If one looks at H.R. 1, the House’s budget bill that the Senate nixed earlier this month, one finds that while the Social Security Administration does get walloped with cuts to discretionary spending -- a hefty $1.7 billion worth -- those are just to the operating budget of the administration. Nowhere in H.R. 1, or any other piece of pending budget legislation, is there language that would scale back payments, raise the retirement age or institute some sort of private-sector alternative along the lines of what former President George W. Bush was pushing in 2005 -- though there are certainly Republicans in House leadership who would like to bring such proposals back on the table.

At first blush, that would seem to make most of the protective hackle-raising around Social Security a little premature.

But Democrats say it’s not so much premature as it is prescient.

The cuts to Social Security are administrative; they don’t change entitlements and they don’t change money on hand. But what they do affect is the speed with which the administration would be able to process applications and payments, which could also “really hurt Social Security,” Reid said Monday.

Backlogs can be serious business. In 2008, the Social Security Administration had racked up almost 770,000 unconsidered cases nationwide, which translated into several years’ wait for some hopeful recipients, depending on the jurisdiction. In Nevada, the average wait time to process a Social Security disability application is still well over a year.

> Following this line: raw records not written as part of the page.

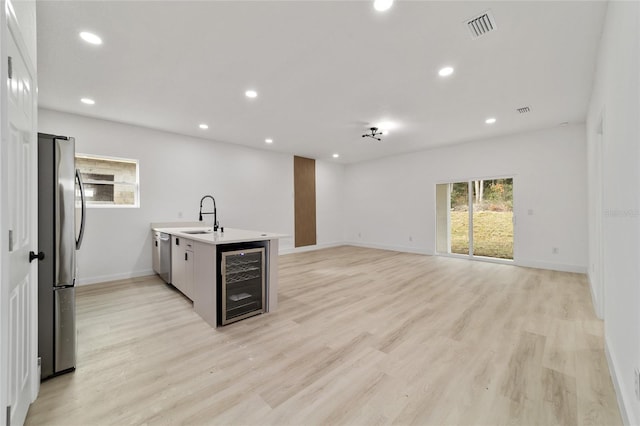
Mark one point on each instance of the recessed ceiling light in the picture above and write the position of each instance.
(382, 5)
(90, 38)
(445, 72)
(386, 125)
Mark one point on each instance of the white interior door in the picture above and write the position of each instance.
(19, 191)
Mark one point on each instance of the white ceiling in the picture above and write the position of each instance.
(325, 71)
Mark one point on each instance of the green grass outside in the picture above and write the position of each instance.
(492, 233)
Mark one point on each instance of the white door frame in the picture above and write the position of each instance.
(17, 22)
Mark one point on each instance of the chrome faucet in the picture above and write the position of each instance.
(214, 213)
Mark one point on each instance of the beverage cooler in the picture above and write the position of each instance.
(241, 283)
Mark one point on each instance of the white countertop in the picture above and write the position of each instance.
(230, 235)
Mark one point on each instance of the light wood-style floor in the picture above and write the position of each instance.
(361, 337)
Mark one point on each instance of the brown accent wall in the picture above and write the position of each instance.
(304, 184)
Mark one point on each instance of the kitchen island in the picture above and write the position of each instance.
(195, 262)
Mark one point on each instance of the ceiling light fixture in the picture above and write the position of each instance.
(386, 125)
(382, 5)
(445, 72)
(374, 133)
(90, 38)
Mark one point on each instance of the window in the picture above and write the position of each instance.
(108, 181)
(475, 218)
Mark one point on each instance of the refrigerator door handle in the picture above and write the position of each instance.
(83, 206)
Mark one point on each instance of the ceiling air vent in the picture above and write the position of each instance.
(481, 24)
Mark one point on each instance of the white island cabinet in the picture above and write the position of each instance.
(194, 263)
(182, 265)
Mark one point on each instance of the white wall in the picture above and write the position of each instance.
(392, 200)
(253, 190)
(616, 98)
(329, 204)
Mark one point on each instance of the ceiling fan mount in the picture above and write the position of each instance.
(373, 133)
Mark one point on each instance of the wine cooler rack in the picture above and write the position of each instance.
(242, 284)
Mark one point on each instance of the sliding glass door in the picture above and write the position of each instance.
(475, 218)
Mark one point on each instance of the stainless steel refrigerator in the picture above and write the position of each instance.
(59, 236)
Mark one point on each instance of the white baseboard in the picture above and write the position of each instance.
(113, 277)
(551, 266)
(597, 309)
(628, 417)
(403, 249)
(289, 250)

Some advocates estimate that the $1.7 billion budget cut would cramp the system to the point of total inefficiency and even a temporary shutdown, and predict that the resulting picture of an outdated and under-performing Social Security system would only fodder growing calls to revamp the program.

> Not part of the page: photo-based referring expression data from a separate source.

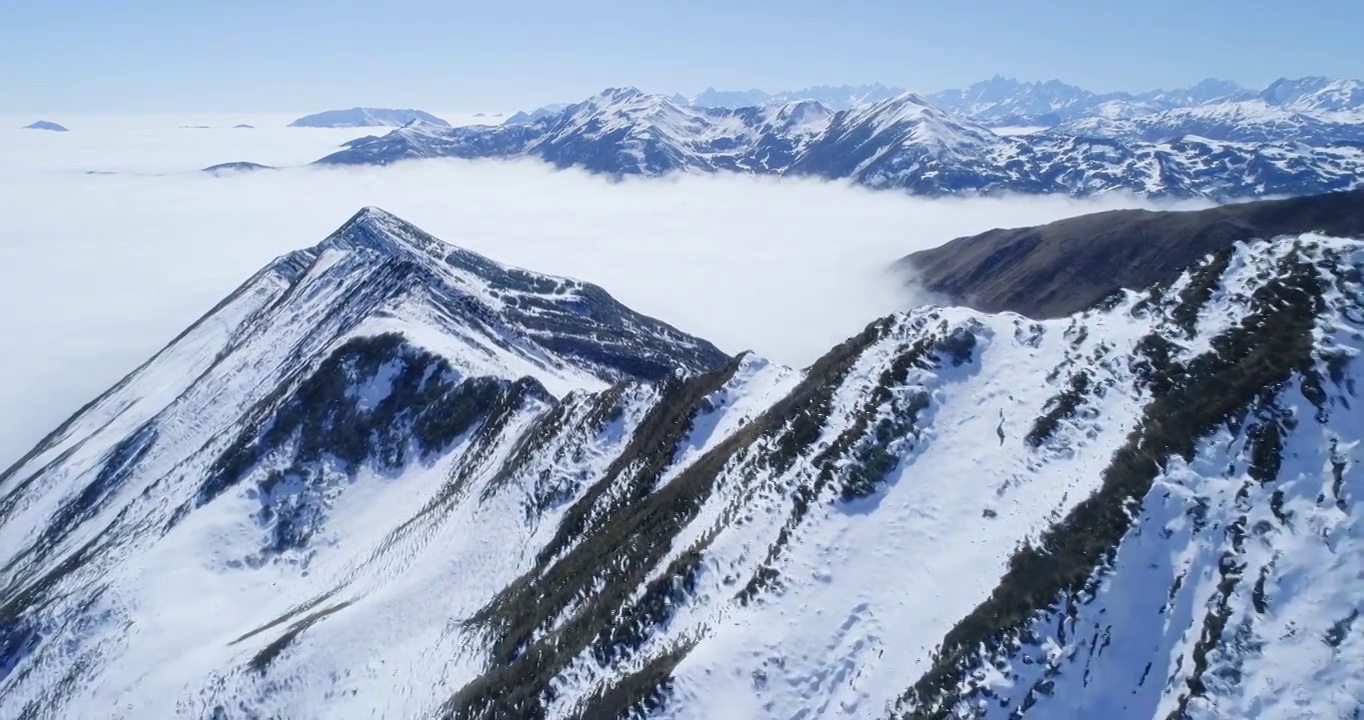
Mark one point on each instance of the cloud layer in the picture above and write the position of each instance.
(100, 270)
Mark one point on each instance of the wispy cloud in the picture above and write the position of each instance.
(100, 270)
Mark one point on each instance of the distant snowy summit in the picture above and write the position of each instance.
(839, 97)
(905, 142)
(523, 117)
(235, 168)
(367, 117)
(44, 124)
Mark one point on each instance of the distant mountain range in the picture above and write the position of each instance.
(367, 117)
(44, 124)
(1005, 101)
(390, 477)
(1225, 149)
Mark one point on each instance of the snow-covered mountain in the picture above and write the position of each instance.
(45, 124)
(839, 97)
(1314, 111)
(905, 142)
(389, 477)
(544, 111)
(1248, 120)
(1316, 94)
(367, 117)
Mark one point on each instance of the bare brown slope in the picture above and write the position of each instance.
(1057, 269)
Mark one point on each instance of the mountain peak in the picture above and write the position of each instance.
(45, 124)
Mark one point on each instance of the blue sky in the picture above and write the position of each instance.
(266, 56)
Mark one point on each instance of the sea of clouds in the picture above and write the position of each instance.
(112, 242)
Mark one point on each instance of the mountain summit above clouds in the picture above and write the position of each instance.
(392, 477)
(367, 117)
(903, 142)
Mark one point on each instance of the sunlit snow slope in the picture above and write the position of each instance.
(393, 479)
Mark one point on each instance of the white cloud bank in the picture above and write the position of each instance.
(97, 272)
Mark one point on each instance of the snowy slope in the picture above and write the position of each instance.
(390, 477)
(909, 143)
(367, 117)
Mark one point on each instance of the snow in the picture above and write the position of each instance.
(383, 599)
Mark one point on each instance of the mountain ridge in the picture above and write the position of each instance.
(898, 143)
(1065, 266)
(368, 483)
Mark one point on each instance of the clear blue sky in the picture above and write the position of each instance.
(255, 55)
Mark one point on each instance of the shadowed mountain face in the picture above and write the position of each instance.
(389, 477)
(1065, 266)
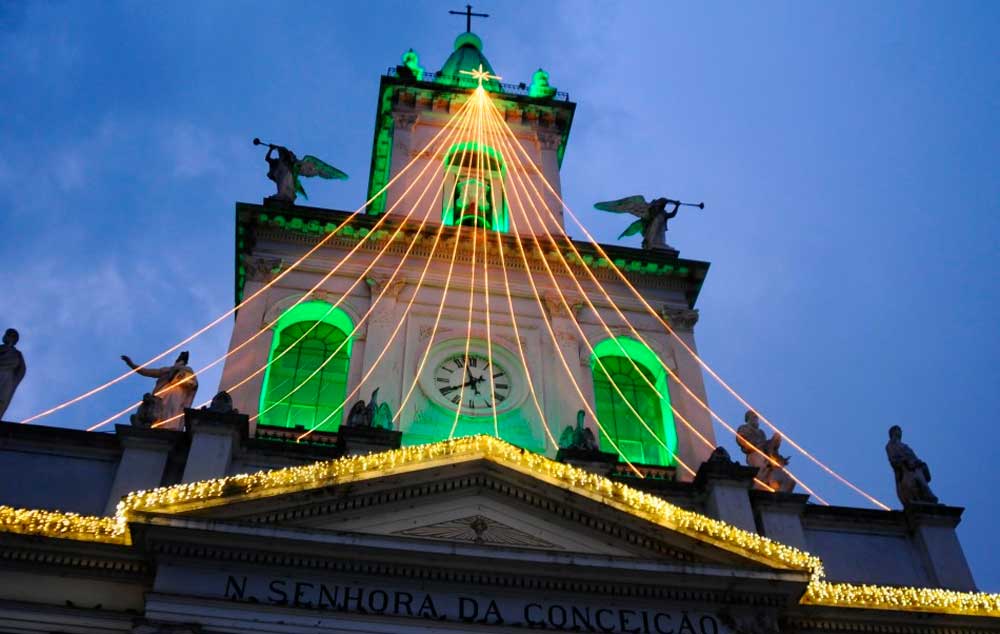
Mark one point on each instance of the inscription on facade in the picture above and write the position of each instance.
(478, 609)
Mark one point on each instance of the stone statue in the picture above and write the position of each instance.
(148, 410)
(653, 217)
(175, 389)
(12, 368)
(579, 437)
(410, 68)
(285, 169)
(912, 473)
(371, 414)
(750, 437)
(222, 403)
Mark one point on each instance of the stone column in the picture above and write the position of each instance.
(548, 164)
(726, 485)
(214, 438)
(144, 457)
(249, 320)
(383, 321)
(690, 449)
(933, 527)
(779, 516)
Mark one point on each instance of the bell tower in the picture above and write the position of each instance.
(414, 105)
(458, 295)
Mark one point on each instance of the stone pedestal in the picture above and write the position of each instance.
(214, 438)
(779, 516)
(144, 457)
(933, 527)
(596, 461)
(726, 487)
(357, 441)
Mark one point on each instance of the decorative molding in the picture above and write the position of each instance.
(261, 269)
(478, 529)
(680, 318)
(549, 140)
(377, 284)
(404, 120)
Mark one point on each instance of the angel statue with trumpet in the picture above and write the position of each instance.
(285, 169)
(653, 217)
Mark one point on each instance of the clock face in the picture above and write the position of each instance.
(472, 382)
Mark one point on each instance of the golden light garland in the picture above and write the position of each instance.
(85, 528)
(209, 493)
(642, 300)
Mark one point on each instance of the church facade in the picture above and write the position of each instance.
(306, 508)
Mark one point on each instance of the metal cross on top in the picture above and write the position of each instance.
(468, 16)
(480, 74)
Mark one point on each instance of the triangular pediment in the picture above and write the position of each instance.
(478, 492)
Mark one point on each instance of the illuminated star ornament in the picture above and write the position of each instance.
(480, 74)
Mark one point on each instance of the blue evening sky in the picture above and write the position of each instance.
(846, 153)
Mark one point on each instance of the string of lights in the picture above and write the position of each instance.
(460, 119)
(486, 295)
(440, 310)
(680, 340)
(597, 313)
(371, 307)
(472, 283)
(247, 299)
(638, 504)
(515, 175)
(401, 320)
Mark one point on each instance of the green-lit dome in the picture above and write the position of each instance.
(467, 56)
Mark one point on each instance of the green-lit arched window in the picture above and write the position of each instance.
(632, 367)
(305, 337)
(474, 193)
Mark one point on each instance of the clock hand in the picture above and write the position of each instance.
(472, 380)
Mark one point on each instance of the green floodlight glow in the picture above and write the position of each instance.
(469, 154)
(540, 87)
(629, 433)
(465, 162)
(324, 393)
(412, 61)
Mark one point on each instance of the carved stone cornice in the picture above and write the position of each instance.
(403, 120)
(680, 318)
(549, 140)
(261, 269)
(377, 285)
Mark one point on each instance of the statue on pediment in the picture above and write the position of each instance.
(222, 403)
(580, 437)
(12, 368)
(653, 217)
(174, 391)
(912, 474)
(284, 168)
(762, 452)
(372, 414)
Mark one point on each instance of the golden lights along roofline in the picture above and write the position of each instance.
(209, 493)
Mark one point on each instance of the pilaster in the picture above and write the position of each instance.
(933, 527)
(779, 516)
(726, 486)
(214, 438)
(144, 457)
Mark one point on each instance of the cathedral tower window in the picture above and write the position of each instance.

It wouldn’t be the first time Democrats have suspected that a deal on Social Security unrelated to the question of retirement age, payments and the $106,000 taxable income cap -- which some of Reid’s Senate colleagues led an impassioned call to raise at Monday’s event -- was a way of undermining the program for the future.

Last year, Sen. Barbara Mikulski of Maryland questioned whether a 2 percent reduction in workers’ Social Security payroll tax rate, under the plan hashed out between the White House and Republicans in the Senate, was simply “a step toward privatization.”

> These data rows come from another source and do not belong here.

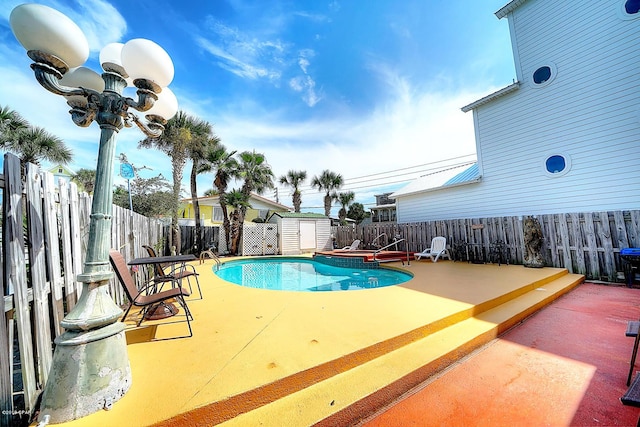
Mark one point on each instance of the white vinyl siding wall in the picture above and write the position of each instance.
(289, 234)
(590, 112)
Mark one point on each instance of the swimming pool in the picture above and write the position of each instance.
(296, 274)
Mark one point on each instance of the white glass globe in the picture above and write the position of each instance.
(39, 27)
(144, 59)
(166, 106)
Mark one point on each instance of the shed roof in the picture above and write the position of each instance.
(451, 177)
(305, 215)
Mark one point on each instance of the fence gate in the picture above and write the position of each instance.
(260, 239)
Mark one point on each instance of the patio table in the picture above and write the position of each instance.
(631, 262)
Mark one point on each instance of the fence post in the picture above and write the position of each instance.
(15, 272)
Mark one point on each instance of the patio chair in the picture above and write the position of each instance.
(146, 297)
(175, 274)
(352, 247)
(437, 250)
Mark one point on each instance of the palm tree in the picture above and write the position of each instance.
(255, 172)
(226, 168)
(345, 200)
(257, 175)
(294, 179)
(197, 152)
(10, 122)
(327, 181)
(35, 144)
(31, 144)
(85, 178)
(179, 134)
(239, 202)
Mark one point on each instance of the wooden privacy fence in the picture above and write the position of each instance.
(583, 243)
(45, 231)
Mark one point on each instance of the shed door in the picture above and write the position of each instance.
(307, 234)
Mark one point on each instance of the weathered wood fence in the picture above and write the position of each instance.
(45, 231)
(584, 243)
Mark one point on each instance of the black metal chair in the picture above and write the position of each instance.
(145, 297)
(176, 274)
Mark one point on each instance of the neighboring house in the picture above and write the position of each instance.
(385, 209)
(565, 137)
(211, 213)
(60, 171)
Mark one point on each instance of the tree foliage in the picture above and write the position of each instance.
(294, 179)
(357, 213)
(31, 144)
(328, 182)
(150, 197)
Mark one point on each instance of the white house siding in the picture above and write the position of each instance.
(289, 237)
(323, 235)
(590, 112)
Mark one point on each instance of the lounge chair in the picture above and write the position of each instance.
(145, 297)
(352, 247)
(437, 250)
(175, 275)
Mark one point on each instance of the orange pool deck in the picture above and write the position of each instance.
(274, 358)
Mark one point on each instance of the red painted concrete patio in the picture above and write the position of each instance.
(565, 365)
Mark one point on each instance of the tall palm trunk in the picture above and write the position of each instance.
(174, 235)
(196, 206)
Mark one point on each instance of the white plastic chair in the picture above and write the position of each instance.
(437, 250)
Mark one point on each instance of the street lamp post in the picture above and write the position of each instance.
(90, 369)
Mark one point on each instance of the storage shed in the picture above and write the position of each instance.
(302, 232)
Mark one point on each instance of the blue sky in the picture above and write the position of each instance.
(370, 90)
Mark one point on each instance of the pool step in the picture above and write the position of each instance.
(338, 400)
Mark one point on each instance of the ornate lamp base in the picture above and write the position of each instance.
(90, 371)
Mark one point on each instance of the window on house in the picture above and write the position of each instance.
(542, 75)
(217, 214)
(632, 7)
(557, 164)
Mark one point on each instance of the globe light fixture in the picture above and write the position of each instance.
(90, 369)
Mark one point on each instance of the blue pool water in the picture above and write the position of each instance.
(295, 274)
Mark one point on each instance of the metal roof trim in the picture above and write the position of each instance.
(508, 8)
(502, 92)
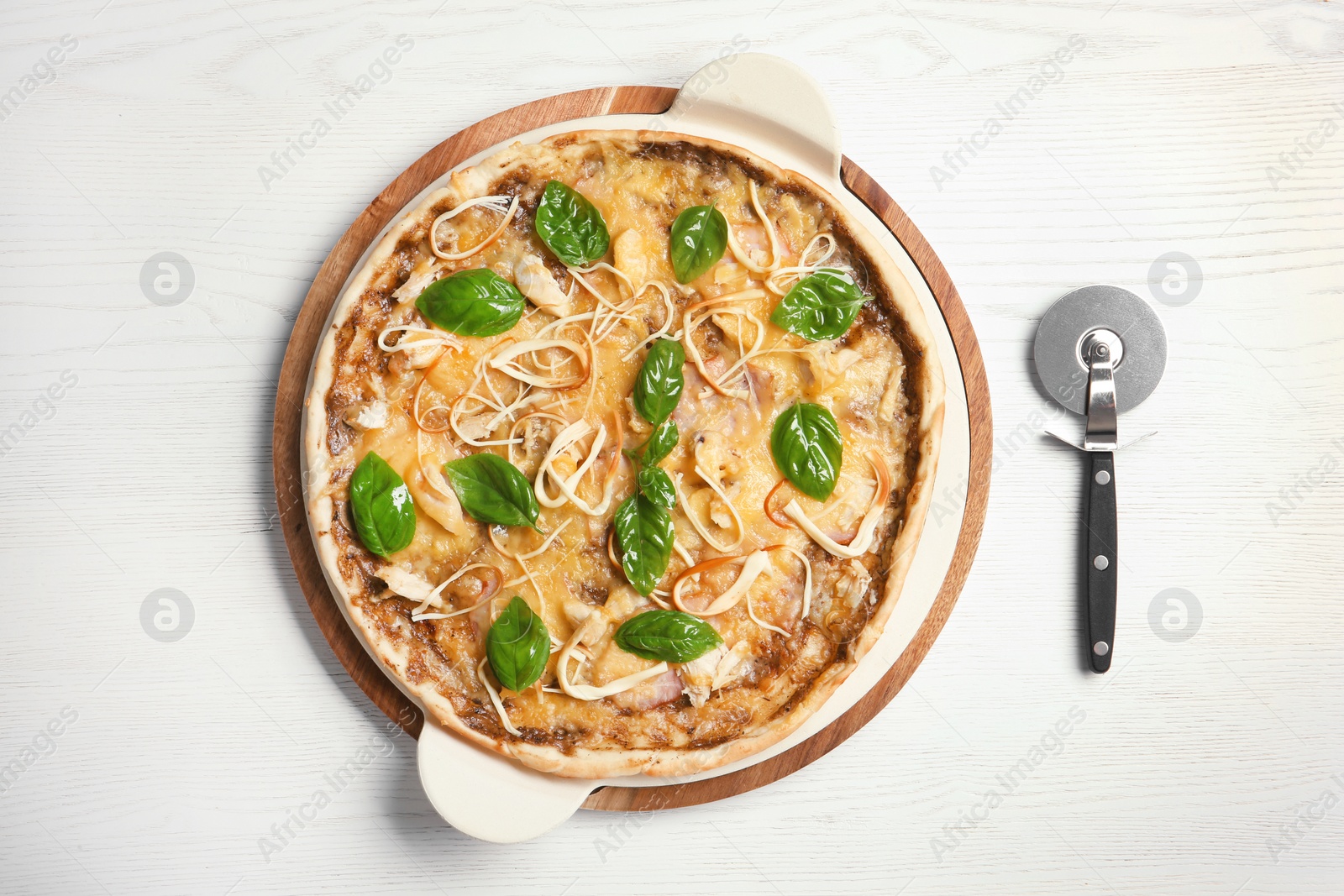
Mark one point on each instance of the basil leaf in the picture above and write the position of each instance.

While no concrete cuts to Social Security have yet been on the block, Republicans haven’t exactly shrunk from expressing their belief that privatization might not be the worst model, or challenging Democrats to quit viewing Social Security funds as a sacred, parceled entity that can’t be touched during general government reductions.

“The biggest threat to Social Security is our debt,” Nevada Republican Sen. John Ensign recently said.

That’s not an argument Democrats are heeding though, as they rally their blue-collar supporters to push back against incursions on Social Security before they get too far under way. “Social Security has not contributed one penny to the debt or the deficit,” Reid said. “I believe it’s the most successful program in the history of the world.”